In contrast, the Blue Chip Index, which consists of the average #2 condition value of the Mercedes Gullwing and its 24 closest peers, has held steady, dropping only slightly during the last three years.

Despite its protracted slide, the Market Rating is is still higher than any point before 2022—including the peak of the last decade. Though the market's retraced its steps in several key elements, The Amelia auctions, which did not factor into this month's rating, clearly illustrate the current reality of the collector car market: cars sold very well—more than 44 brought at least $1 million—and the "best of the best" brought record prices, but on the whole bidding wasn't frenzied and sellers didn't seem desperate to let their cars go at any price. In other words, a rational, healthy market.


  • Mark B says:

    I would assume that the Blue Chips are largely purchased by those who are in income brackets which are largely sheltered from the ups and downs of the economy. So, no real surprises there. But for the rest of the market, as you suggest, the extra $$$ available up until recently have been exhausted, which will lower prices to still maintain buy/sell traffic. It was only a matter of time, and I think most of us realized this.

  • hyperv6 says:

    The instability of the market is catching many right now as they decide what to do. Recession is coming just how bad is anyones guess.
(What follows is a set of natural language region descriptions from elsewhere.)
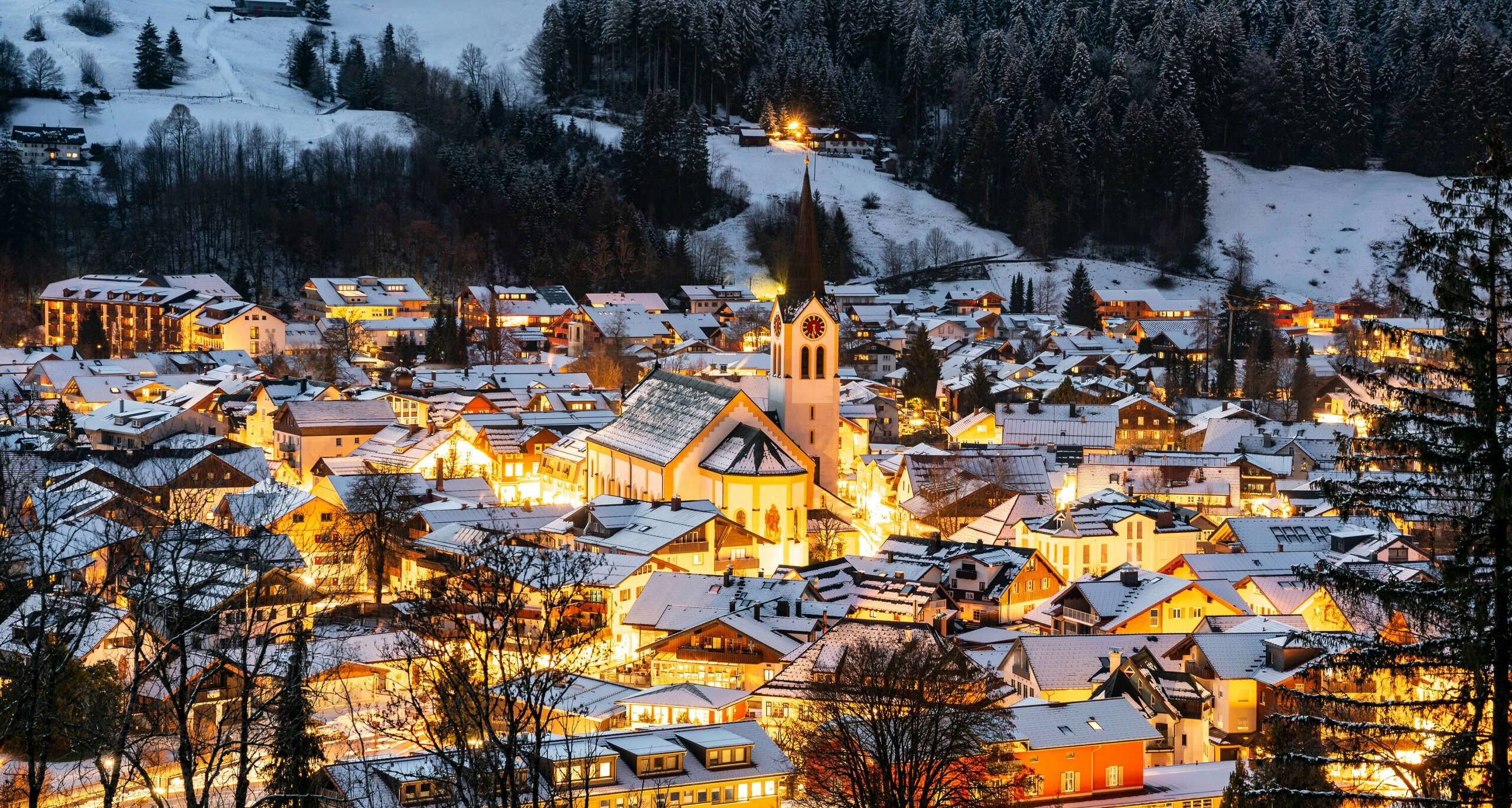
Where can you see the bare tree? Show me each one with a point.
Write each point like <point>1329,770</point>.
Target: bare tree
<point>379,510</point>
<point>345,338</point>
<point>908,725</point>
<point>495,650</point>
<point>472,66</point>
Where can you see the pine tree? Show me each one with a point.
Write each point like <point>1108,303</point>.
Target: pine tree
<point>1443,421</point>
<point>1024,351</point>
<point>1067,392</point>
<point>61,419</point>
<point>979,394</point>
<point>1081,306</point>
<point>1304,386</point>
<point>923,367</point>
<point>301,61</point>
<point>174,47</point>
<point>15,198</point>
<point>295,752</point>
<point>768,117</point>
<point>152,67</point>
<point>91,341</point>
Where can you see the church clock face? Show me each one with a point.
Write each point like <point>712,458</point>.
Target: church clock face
<point>814,326</point>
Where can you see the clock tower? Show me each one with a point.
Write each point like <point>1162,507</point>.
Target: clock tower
<point>802,388</point>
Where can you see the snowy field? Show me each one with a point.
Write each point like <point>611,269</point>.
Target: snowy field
<point>1314,232</point>
<point>233,69</point>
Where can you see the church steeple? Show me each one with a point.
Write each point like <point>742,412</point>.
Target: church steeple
<point>805,274</point>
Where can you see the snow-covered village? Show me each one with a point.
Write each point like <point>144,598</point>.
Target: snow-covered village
<point>775,403</point>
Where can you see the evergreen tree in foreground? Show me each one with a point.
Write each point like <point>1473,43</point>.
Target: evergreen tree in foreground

    In my case I bought my car now to stem some of the losses in my investments.. The car I chose is one that has held stable and gone up in the last 5 years. I may as well drive it vs lose it and I am not going to be alone.

  • James Gilstrap says:

    Yes there has been lots of things to make people easy up on buying. Oil is one that has held on and should be in better price holding, with the left leading our country you can expect more. While the car market is lower I wonder if cars are still a better asset to hold than have your money in WOKE, Or wild PE stocks. Would be good article for your people to see which the difference in Collector Cars, Driver Cars or Standard Dow Stocks or Wild OTC investments. At least Collectors Cars will let you enjoy them much better than BITCOIN, and hold on inflation.

  • cliff says:

    What a childish response above

  • Gary Bechtold says:

    I still feel it’s only slowing down for “normal” people. The super-rich don’t seem to be slowing down on their purchases.